2006-03-16
Attributes and Elements
I’m sometimes asked when you should use attributes and when you should use elements when designing a new XML vocabulary. There are in fact no hard and fast answers for all situations, but there are some constraints and guidelines that may help.
The attributes of any particular XML element are an unordered set of name-value pairs. There can be no duplicated names (hence a set), but duplicated values are allowed in XML. The values cannot contain element markup, although they can contain entity references and character references. These constraints all follow directly from the XML specification, which also allows you, via a DTD, to place some simple constraints on the values of attributes: this one is a list of name tokens, this one has a space-separated list of name tokens that must each appear elsewhere in the document as the value of an attribute declared in the DTD to be of type id, and so on. In practice the constraints on values that a DTD can impose are not very widely applicable, and people wanting to constrin content are more likely to be using W3C XML Schema to do so.

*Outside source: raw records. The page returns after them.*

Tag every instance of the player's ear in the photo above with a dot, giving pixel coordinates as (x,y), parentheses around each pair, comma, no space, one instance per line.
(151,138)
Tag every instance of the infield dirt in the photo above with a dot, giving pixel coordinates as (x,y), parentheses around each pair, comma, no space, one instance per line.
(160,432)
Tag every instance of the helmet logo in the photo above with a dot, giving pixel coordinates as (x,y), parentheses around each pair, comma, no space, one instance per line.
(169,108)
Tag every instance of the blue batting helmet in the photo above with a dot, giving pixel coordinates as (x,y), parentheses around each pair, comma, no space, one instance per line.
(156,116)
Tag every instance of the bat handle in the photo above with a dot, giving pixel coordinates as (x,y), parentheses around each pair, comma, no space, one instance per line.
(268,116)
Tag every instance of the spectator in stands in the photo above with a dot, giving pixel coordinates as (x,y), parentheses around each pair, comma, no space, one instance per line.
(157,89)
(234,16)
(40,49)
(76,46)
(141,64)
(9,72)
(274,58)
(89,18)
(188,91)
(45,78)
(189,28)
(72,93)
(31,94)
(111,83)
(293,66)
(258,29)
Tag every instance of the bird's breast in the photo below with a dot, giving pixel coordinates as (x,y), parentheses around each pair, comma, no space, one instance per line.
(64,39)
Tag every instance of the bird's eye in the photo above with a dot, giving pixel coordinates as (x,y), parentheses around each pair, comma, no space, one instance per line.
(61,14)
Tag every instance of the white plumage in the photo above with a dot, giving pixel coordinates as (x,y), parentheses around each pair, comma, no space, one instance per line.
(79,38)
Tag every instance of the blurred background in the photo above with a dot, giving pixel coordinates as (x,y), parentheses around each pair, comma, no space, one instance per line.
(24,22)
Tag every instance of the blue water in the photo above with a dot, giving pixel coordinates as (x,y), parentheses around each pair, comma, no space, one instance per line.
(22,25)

Conventions of usage outside the XML specification itself have led to some other observations, some of which were learned by the SGML folks before XML was even started.
Most of the time when you have running text that might be presented to a human user, you will run across the need for element markup in that text. Even book titles sometimes have fragments of mathematics in them, and in Japan even names can have markup (called Ruby). As a result, the first principle for deciding when to use an attribute is this:
Attributes are for computers and elements are for people.
If you have come to XML from HTML, you might be thinking of the img element and its alt attribute, or of the title attribute on a div or anchor. These are simply bad design. There is no reason why a link title should not contain an image, and no reason why replacement text for an image can’t contain formatting (consider a poem, for example!).
If you have come to XML from RDF, you might be thinking that all properties are strings and that elements in RDF serialisations denote a change of focus, the alternation between subject and relation. That’s because RDF serializations all suck, and is why markup must be escaped inside an RDFLiteral in RSS.
Wake up and smell the coffee, guys. Don’t put human-readable
text in attributes. Let elements nest naturally.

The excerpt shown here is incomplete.